1. **Describe the data that you would need to collect to build a recommendation system to recommend student loan options for students. Explain why this data would be relevant and appropriate.**

***Answer***: To build a recommendation system for student loans, the following data would be required:

**Student Demographics**: Age, gender, location, and marital status.

**Relevance**: This data helps identify specific groups of students and tailor loan options based on regional loan terms or personal circumstances.

**Educational Information**: University name, degree type (e.g., bachelor’s, master’s), field of study, GPA, and graduation year.

**Relevance**: Loan amounts and repayment terms often depend on the student’s education level and the potential future income associated with their degree.

**Financial Information**: Annual income (if working), parental income (if applicable), total student loan amount requested, credit score, and financial dependents.

**Relevance**: Lenders assess repayment ability based on financial health and creditworthiness.

**Loan History**: Any previous loans, repayment history, and current debt levels.

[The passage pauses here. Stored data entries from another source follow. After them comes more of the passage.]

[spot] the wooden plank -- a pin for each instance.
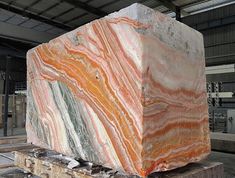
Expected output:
(13, 139)
(14, 147)
(43, 163)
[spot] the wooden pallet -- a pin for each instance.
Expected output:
(48, 164)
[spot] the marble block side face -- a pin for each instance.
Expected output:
(126, 91)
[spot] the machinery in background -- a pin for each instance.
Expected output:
(221, 98)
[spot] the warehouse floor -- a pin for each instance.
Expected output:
(226, 158)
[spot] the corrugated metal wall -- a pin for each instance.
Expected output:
(218, 29)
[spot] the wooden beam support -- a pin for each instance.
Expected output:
(86, 7)
(174, 8)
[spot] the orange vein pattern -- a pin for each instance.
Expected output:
(122, 91)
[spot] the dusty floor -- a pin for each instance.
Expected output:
(226, 158)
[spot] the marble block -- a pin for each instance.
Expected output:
(126, 91)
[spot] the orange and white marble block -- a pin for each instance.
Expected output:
(126, 91)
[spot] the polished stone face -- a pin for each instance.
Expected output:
(126, 91)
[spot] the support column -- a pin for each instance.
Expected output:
(178, 13)
(6, 98)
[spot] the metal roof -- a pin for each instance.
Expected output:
(58, 16)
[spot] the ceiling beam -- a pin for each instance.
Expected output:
(30, 15)
(174, 8)
(86, 7)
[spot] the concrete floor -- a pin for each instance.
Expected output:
(227, 159)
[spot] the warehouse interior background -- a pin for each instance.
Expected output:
(25, 24)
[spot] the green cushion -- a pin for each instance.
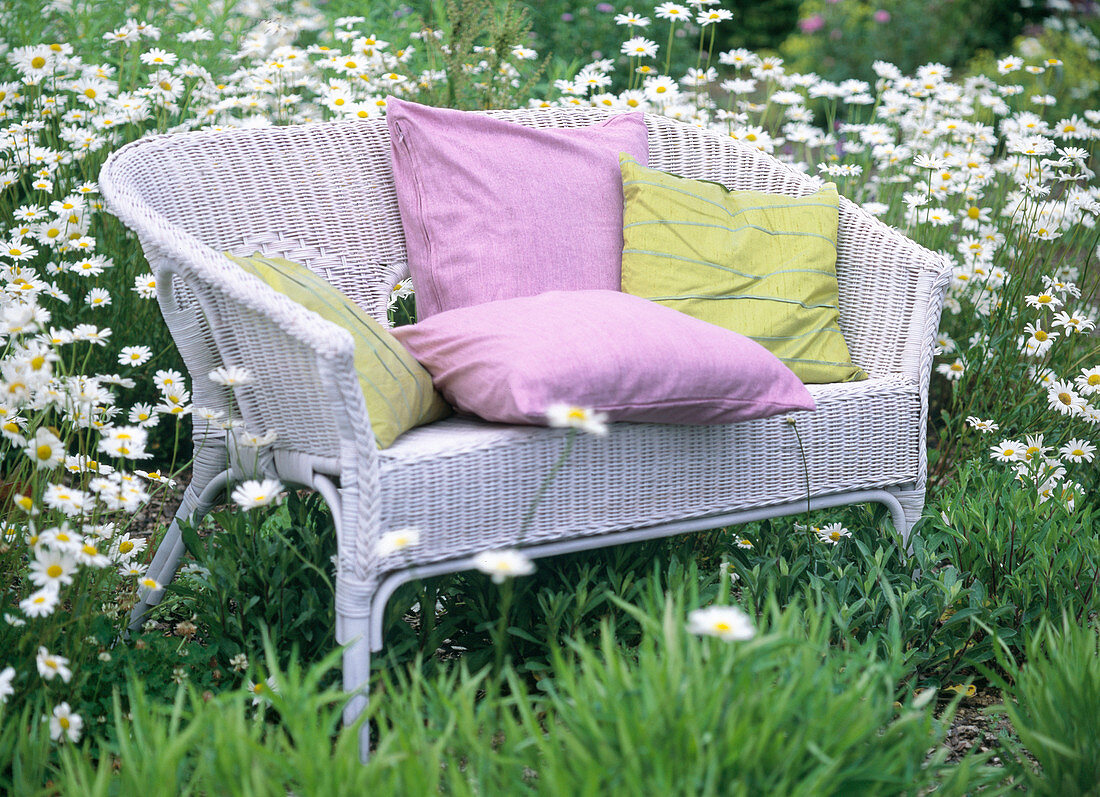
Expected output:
(759, 264)
(396, 388)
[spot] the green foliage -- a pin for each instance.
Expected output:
(680, 715)
(1035, 560)
(262, 571)
(476, 56)
(1054, 704)
(840, 40)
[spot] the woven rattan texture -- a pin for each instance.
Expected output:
(468, 484)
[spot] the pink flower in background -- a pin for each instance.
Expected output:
(812, 24)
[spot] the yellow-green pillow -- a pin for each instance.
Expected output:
(759, 264)
(396, 388)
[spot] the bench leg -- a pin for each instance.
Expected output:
(198, 500)
(909, 510)
(355, 633)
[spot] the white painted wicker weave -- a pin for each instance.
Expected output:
(323, 195)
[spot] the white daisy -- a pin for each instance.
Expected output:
(726, 622)
(569, 416)
(7, 675)
(397, 540)
(65, 723)
(1062, 397)
(503, 564)
(252, 494)
(52, 666)
(1077, 451)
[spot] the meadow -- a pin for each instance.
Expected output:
(805, 656)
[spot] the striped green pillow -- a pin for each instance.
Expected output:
(397, 389)
(759, 264)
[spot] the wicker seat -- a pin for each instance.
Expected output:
(322, 195)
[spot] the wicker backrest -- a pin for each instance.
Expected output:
(323, 195)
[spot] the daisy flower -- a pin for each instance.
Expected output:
(51, 666)
(503, 564)
(952, 371)
(672, 11)
(397, 540)
(571, 417)
(712, 17)
(40, 602)
(52, 568)
(262, 690)
(631, 20)
(1078, 451)
(252, 494)
(832, 533)
(1074, 322)
(726, 622)
(1038, 341)
(639, 47)
(7, 675)
(980, 424)
(1008, 451)
(1043, 300)
(1062, 397)
(65, 723)
(134, 355)
(1088, 380)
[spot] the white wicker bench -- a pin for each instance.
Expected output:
(322, 195)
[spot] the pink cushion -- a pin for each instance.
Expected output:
(494, 210)
(635, 360)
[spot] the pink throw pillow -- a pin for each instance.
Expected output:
(494, 210)
(508, 361)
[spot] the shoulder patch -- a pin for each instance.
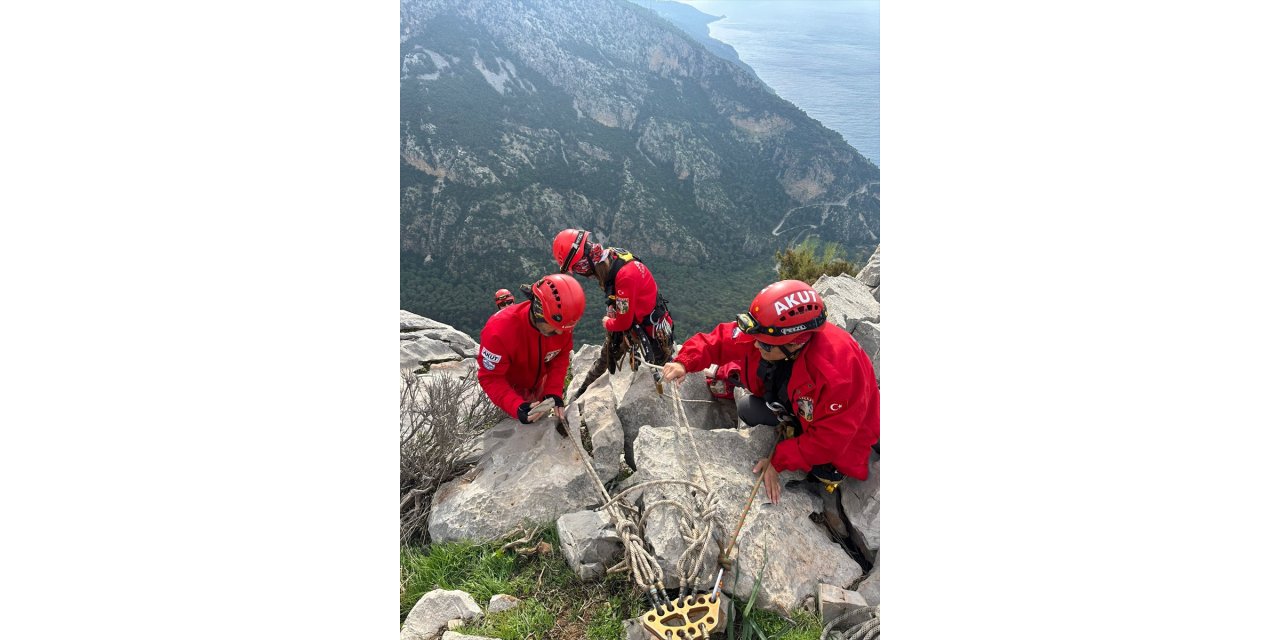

**Relevance**: Understanding prior borrowing behavior can help recommend loans with suitable repayment terms.

**Career Data**: Employment status, job title, and industry.

**Relevance**: Loan repayment ability depends on the stability and expected income of the student’s career.

**Why this data is relevant:** These features are key indicators of the student’s ability to repay loans and their preferences, enabling the recommendation system to suggest loans that align with their needs and financial capabilities

2. **Based on the data you chose to use in this recommendation system, would your model be using collaborative filtering, content-based filtering, or context-based filtering? Justify why the data you selected would be suitable for your choice of filtering method.**

***Answer***: Filtering Method - Content-Based Filtering

**Justification**:Content-based filtering uses the attributes of the user (in this case, the student demographics, education, and financial profile) to recommend items (student loans).

The data collected includes detailed information about the students (e.g., education level, credit score, loan history), which is directly used to recommend loans with appropriate interest rates and repayment terms.

Collaborative filtering (based on user similarity) is less suitable here because student loans are highly individualized products, and recommendations should focus on the student’s specific needs rather than patterns from similar users.

3. **Describe two real-world challenges that you would take into consideration while building a recommendation system for student loans. Explain why these challenges would be of concern for a student loan recommendation system.**

***Answer:***

**Challenge 1**: Data Privacy and Security

**Explanation:**
Student loan applications involve highly sensitive personal data, including financial details, credit scores, and employment history. Ensuring the privacy and security of this data is critical to prevent breaches and misuse.
Failure to secure this data could lead to legal penalties, loss of trust, and reputational damage to the company.

**Challenge 2**: Bias and Fairness

**Explanation:**
A recommendation system could inadvertently introduce bias based on gender, ethnicity, or socioeconomic status. For example, students from lower-income backgrounds might unfairly receive higher interest rates or less favorable loan options.
Addressing bias is critical to ensure the system is equitable and does not perpetuate discriminatory lending practices.